Keywords: Energy use, household consumption, electricity, liquified petroleum gas, kerosene and charcoal
INTRODUCTION
The use of traditional biomass to meet energy needs has been identified in extant literature to affect household economic well-being while generating adverse implications on environmental sustainability. According to estimates from the World Health Organisation (WHO, 2018), approximately 3.2 million people die prematurely each year from illnesses linked to indoor air pollution caused by improperly burned solid fuels used in domestic cooking. This highlights the dampening implications of traditional biomass on the long and healthy of households. Ma, Vatsa and Zheng (2022) opine that the use of non-clean fuels for cooking is detrimental to human health and, the environment and worsens climate change. There are also increasing incidences of environmental-related issues in Nigeria such as indoor and outdoor air pollution, urban air pollution, environmental degradation and climate change, among others associated with the utilization of solid fuels, especially biomass and fossil fuels (Adetayo et al., 2021). The use of traditional biomass is identified as a major cause of forest depletion and Green House Gas (GHG) emissions (Toole, 2015; Muller and Yan, 2018). This tends to pose a threat to the well-being of households by adversely affecting their livelihoods and health conditions.
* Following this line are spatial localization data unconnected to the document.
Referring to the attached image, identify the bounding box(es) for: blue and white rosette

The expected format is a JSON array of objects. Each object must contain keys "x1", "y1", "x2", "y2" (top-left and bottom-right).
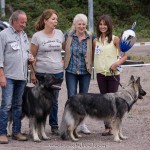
[{"x1": 117, "y1": 22, "x2": 137, "y2": 72}]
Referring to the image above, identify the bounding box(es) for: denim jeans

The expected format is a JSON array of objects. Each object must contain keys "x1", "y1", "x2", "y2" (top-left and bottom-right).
[
  {"x1": 65, "y1": 71, "x2": 91, "y2": 98},
  {"x1": 35, "y1": 72, "x2": 64, "y2": 129},
  {"x1": 0, "y1": 78, "x2": 26, "y2": 135}
]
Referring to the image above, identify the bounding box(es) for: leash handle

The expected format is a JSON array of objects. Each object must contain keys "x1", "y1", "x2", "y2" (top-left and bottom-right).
[{"x1": 109, "y1": 68, "x2": 123, "y2": 88}]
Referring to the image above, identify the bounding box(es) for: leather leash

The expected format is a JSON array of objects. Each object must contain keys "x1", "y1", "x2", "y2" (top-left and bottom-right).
[{"x1": 109, "y1": 68, "x2": 124, "y2": 88}]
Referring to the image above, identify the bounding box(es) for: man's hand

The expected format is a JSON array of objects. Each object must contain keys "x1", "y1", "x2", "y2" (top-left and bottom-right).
[{"x1": 0, "y1": 75, "x2": 6, "y2": 87}]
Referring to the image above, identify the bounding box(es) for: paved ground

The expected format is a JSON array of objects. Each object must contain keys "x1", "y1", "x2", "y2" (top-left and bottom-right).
[{"x1": 0, "y1": 45, "x2": 150, "y2": 150}]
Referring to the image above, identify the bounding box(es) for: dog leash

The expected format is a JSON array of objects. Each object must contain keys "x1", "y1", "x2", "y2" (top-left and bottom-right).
[
  {"x1": 28, "y1": 60, "x2": 37, "y2": 75},
  {"x1": 28, "y1": 62, "x2": 38, "y2": 84},
  {"x1": 109, "y1": 68, "x2": 124, "y2": 88}
]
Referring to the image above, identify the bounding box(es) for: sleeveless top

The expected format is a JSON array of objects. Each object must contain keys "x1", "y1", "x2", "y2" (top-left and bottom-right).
[{"x1": 94, "y1": 35, "x2": 120, "y2": 76}]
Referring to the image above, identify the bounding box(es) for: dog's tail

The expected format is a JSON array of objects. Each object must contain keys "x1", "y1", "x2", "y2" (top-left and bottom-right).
[{"x1": 59, "y1": 105, "x2": 71, "y2": 140}]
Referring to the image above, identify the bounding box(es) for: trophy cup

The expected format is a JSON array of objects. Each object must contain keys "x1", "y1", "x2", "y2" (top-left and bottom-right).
[{"x1": 117, "y1": 22, "x2": 137, "y2": 72}]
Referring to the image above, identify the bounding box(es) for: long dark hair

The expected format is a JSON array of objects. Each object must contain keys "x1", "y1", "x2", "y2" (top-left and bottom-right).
[
  {"x1": 96, "y1": 15, "x2": 112, "y2": 43},
  {"x1": 35, "y1": 9, "x2": 57, "y2": 31}
]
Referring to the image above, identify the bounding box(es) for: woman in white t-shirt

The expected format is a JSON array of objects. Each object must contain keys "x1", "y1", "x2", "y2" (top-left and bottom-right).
[{"x1": 30, "y1": 9, "x2": 64, "y2": 136}]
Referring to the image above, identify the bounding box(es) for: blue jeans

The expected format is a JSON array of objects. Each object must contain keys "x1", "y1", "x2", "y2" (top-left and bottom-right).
[
  {"x1": 0, "y1": 78, "x2": 26, "y2": 135},
  {"x1": 65, "y1": 71, "x2": 91, "y2": 98},
  {"x1": 35, "y1": 72, "x2": 64, "y2": 129}
]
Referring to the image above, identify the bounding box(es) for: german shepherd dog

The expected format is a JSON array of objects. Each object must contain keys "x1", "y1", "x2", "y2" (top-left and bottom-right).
[
  {"x1": 8, "y1": 74, "x2": 63, "y2": 142},
  {"x1": 60, "y1": 75, "x2": 146, "y2": 142}
]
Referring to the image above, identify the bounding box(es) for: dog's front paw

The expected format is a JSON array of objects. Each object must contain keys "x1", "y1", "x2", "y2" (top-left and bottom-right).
[
  {"x1": 76, "y1": 134, "x2": 82, "y2": 138},
  {"x1": 33, "y1": 138, "x2": 42, "y2": 142},
  {"x1": 71, "y1": 138, "x2": 79, "y2": 142},
  {"x1": 114, "y1": 137, "x2": 122, "y2": 142},
  {"x1": 120, "y1": 136, "x2": 128, "y2": 140},
  {"x1": 74, "y1": 132, "x2": 82, "y2": 138},
  {"x1": 42, "y1": 136, "x2": 50, "y2": 140},
  {"x1": 7, "y1": 133, "x2": 12, "y2": 137}
]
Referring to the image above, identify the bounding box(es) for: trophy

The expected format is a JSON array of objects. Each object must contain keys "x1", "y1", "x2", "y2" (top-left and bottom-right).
[{"x1": 117, "y1": 22, "x2": 137, "y2": 72}]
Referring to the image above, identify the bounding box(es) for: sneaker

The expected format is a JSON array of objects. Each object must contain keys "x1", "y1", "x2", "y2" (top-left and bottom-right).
[
  {"x1": 51, "y1": 127, "x2": 59, "y2": 136},
  {"x1": 79, "y1": 124, "x2": 91, "y2": 134},
  {"x1": 0, "y1": 135, "x2": 8, "y2": 144},
  {"x1": 12, "y1": 133, "x2": 28, "y2": 141}
]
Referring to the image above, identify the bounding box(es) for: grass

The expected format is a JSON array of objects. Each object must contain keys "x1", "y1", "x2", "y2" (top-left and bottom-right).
[
  {"x1": 128, "y1": 56, "x2": 150, "y2": 63},
  {"x1": 136, "y1": 37, "x2": 150, "y2": 42}
]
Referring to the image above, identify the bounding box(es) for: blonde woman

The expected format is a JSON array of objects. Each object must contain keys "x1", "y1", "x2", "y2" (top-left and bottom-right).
[{"x1": 63, "y1": 14, "x2": 96, "y2": 134}]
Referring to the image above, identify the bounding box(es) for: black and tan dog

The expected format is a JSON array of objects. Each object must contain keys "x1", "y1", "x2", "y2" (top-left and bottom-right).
[
  {"x1": 8, "y1": 74, "x2": 63, "y2": 142},
  {"x1": 60, "y1": 75, "x2": 146, "y2": 142}
]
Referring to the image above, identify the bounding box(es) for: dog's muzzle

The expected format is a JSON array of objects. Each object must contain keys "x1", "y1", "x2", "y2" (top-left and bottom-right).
[{"x1": 138, "y1": 89, "x2": 146, "y2": 99}]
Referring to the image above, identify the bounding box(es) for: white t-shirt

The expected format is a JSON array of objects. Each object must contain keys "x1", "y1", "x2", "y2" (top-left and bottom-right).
[{"x1": 31, "y1": 29, "x2": 64, "y2": 74}]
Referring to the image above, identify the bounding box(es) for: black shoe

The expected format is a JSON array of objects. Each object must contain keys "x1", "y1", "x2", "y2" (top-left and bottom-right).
[
  {"x1": 51, "y1": 128, "x2": 59, "y2": 136},
  {"x1": 101, "y1": 130, "x2": 113, "y2": 136}
]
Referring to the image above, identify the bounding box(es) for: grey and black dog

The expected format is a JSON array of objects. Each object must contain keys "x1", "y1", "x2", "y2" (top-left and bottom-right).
[
  {"x1": 60, "y1": 75, "x2": 146, "y2": 142},
  {"x1": 8, "y1": 74, "x2": 63, "y2": 142}
]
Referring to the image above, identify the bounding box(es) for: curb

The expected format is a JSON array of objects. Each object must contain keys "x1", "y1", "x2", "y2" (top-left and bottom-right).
[{"x1": 134, "y1": 42, "x2": 150, "y2": 46}]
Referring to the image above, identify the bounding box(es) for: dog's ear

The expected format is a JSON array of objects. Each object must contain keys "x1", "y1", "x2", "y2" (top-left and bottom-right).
[
  {"x1": 136, "y1": 77, "x2": 140, "y2": 85},
  {"x1": 129, "y1": 75, "x2": 135, "y2": 84}
]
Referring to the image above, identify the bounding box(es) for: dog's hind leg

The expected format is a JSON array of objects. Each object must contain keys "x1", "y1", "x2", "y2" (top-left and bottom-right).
[
  {"x1": 73, "y1": 119, "x2": 84, "y2": 138},
  {"x1": 73, "y1": 128, "x2": 82, "y2": 138},
  {"x1": 30, "y1": 118, "x2": 41, "y2": 142},
  {"x1": 68, "y1": 126, "x2": 79, "y2": 142},
  {"x1": 60, "y1": 111, "x2": 70, "y2": 140},
  {"x1": 67, "y1": 117, "x2": 79, "y2": 141},
  {"x1": 60, "y1": 108, "x2": 79, "y2": 141}
]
In recent times, there has been increasing awareness of the transition to environmentally friendly non-solid and clean modern energy to meet household energy needs. Electricity, liquid and gaseous fuels like liquefied petroleum gas, biogas, and natural gas in general are all examples of modern energy carriers (Nnaji et al., 2021). Notably, Schunder and Bagchi-Sen (2019), and Akter and Pratap, (2022) highlight the benefits of the transition to modern clean cooking fuels which include improvement in individuals’ health and well-being, reduction of household air pollution and control of greenhouse gas emissions for sustainable future. In addition, Morrissey (2017) contends that modern energy utilization by households helps to improve their well-being. As outlined in the 7th Sustainable Development Goal (SDG7), access to affordable, reliable, sustainable and modern energy for all is an integral aspect of sustainable development. This requires effective energy planning to foster adequate energy supply at the lowest possible economic, social, and environmental costs. Accessibility, cost, burner type, and several non-technical elements like awareness of energy conservation and protection of human health all have an impact on energy transition (Cherp et al., 2018; Tao et al., 2021).
With the increasing awareness of the importance of access to modern energy sources, the Federal Government of Nigeria introduced the ‘Energy Transition Plan’ and the ‘Decade of Gas Initiative’ to provide a sustainable roadmap for universal access of households to modern energy services by 2030 in accordance with the 7th SDG. This is also intended to mitigate the adverse implications of climate change triggered by increasing deforestation associated with fuelwood and biomass consumption as well as the health effects of indoor air pollution by households (Akeh et al., 2023). Therefore, increasing access to modern energy sources, such as electricity for lighting and appliances and clean cooking technology, is a significant development goal and is thought to be essential to improving the well-being of households. Nigeria’s experience in terms of access to modern energy sources, especially electricity has largely been described as unimpressive. The IEA (2021) report shows that rural access to electricity between 2005 and 2020 is below 50%. This highlights the increased level of energy poverty in the country as less than half of the rural population does not have access to electricity.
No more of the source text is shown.